ÚRSULA GARCIA - PATRONA DO CONCURSO
























EPOCHAS D'UMA EXISTÊNCIA


ÚRSULA GARCIA


Um livro antigo achei, qual se perdido

N'alguma antiga e abandonada igreja

Precioso missal fosse esquecido;

Nelle parece que um mystério adeja.

Penso que foi um livro mui querido,

Mas cujo dono a morte arrebatasse,

E o triste à solidão do pó, no olvido,

Annos inteiros por ali ficasse.



Era este livro um álbum envelhecido,

Um simples álbum de photografias.

O perpassar do tempo já volvido

Veio tornar-lhe as côres mais sombrias;

Ninguém se importa mais que o livro seja

Folheado, revisto.... Quantos dias

Essas folhas a luz dom sol não beija!

Pobres folhas colladas! Eu abri-as.



D'uma creança eis o retrato. A face

Risonha rochonchuda, petulante...

- Se uma esperança viva se encarnasse

Tinha esse rosto alegre, irradiante.

Como é feliz! Que sonho indefinido

Enche de luz o rizo que roreja

Seu lábio em flôr... seu lábio que o gemido

Não presente, e só júbilos poreja

Eil-a crescida; o seu sorrir fugace

Reflecte o gozo que o viver festeja

De quem venturas e prazer sonhasse

Na rosea idade que a illusão corteja.

Confiante, animosa qual se erguido

Altar de offerendas seu porvir pensasse,

E de flores viçosas um tecido

Julgasse o trilho em que garbosa andasse.

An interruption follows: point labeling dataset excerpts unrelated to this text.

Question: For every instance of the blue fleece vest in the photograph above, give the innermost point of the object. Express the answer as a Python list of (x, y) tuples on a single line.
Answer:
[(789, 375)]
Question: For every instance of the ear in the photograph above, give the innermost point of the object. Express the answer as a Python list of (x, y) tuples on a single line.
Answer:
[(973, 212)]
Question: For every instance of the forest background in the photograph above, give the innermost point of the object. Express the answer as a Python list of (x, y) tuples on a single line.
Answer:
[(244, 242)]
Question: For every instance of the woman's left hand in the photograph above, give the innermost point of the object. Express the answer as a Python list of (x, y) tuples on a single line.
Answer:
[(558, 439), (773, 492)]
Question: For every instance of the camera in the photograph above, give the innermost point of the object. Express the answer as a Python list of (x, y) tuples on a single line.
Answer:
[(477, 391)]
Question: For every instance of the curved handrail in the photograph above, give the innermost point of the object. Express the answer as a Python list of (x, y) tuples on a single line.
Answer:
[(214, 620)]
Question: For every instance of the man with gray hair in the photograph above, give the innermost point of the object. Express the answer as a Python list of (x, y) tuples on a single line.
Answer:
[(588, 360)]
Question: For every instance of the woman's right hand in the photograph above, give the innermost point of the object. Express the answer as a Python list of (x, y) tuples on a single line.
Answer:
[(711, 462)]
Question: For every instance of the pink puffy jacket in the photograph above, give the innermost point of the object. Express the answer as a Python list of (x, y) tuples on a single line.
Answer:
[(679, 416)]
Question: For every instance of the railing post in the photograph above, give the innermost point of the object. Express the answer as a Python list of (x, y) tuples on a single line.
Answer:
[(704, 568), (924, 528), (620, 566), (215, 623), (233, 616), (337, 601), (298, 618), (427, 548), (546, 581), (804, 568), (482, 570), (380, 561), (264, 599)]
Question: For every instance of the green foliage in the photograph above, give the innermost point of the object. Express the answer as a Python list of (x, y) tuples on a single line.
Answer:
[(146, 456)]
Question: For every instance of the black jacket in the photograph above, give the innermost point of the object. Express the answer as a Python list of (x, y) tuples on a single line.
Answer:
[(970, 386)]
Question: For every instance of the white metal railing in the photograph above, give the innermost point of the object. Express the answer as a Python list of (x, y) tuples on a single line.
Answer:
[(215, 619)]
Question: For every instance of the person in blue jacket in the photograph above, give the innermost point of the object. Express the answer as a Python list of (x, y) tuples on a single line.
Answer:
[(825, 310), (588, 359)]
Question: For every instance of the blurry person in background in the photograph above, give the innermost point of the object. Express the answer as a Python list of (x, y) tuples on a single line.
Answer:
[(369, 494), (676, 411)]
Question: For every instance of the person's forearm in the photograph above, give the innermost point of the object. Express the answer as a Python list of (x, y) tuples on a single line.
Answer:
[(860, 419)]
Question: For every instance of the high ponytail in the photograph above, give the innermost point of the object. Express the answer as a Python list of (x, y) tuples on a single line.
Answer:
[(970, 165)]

Outro retrato. É moça; o olhar perdido

Num sonho apaixonado inda sorri.

Como ella crê no seu porvir querido!

Como ella espera ser feliz aqui!

(Aqui na terra?!) Neste mundo, almeja

Achar um ninho para o seu amor?

Dil-o seu rosto, o seu olhar. Dezeja

Viver ditosa, triunfar da dor?



Quem seria o seu dono? Se falasse

Diria o quanto fora estremecido...

Talvez até thesouros encerrasse!

Porém tudo acabou! Nem mais viceja

Florido ramo em tronco carcomido...

E o sol se manda um raio à velha igreja

É um raio frio, pallido, perdido.



























À ANNA NOGUEIRA E À AMELIA DE FREITAS BEVILACQUA


Um anno apenas tem nossa amisade
E o coração já não lhe sabe a idade.
ÚRSULA GARCIA




Eram escriptos meus fragilimas lianas

Que o vento sobre o chão arremessava a flux:

Jamais se erguera um ramo; a folha mais ufana

Nunca deixara a sombra, ignorava a luz.



De uma affeição selecta, amiga e irmã no fado

(Que a magoa nivelou seu coração ao meu),

Igual ao doce orvalho, piedoso e abençoado

Deu força à debil planta e a fez olhar o céo.



Outra, arvore opulenta e protectora, eu via

Attrair-me gentil, e n'ella me amparei;

Esteio, sombra amiga às flores acolhia...

E o que fizestes ambas por mim, somente em seu.



Assim, a vós eu devo a vida dos meus versos,

A vida dos meus cantos, ao vosso coração;

Uma os ergueu do pó, aonde eram dispersos,

Outra lhes deu ao sol lugar e protecção.



Oh! como eu amo os lindos passarinhos!

Flores vivas que são, quase anjos vôam...

Que doce mimo em aereos ninhos!

Quanta belleza no cantar que entôam!



Amo-os... sempre os amei, desde criança.

Aos meus risos seus cantos misturaram,

De minha sorte na fatal mudança

Seus gorgeios talvez me consolaram...



Aves do céo, quando eu morrer, na cova

Que o meu corpo encerrar, vireis um dia?

Oh! vinde, sim, cantar-me a ultima trova!

Creio até... (se outra vida se renova).

Que em passarinho em me transformaria.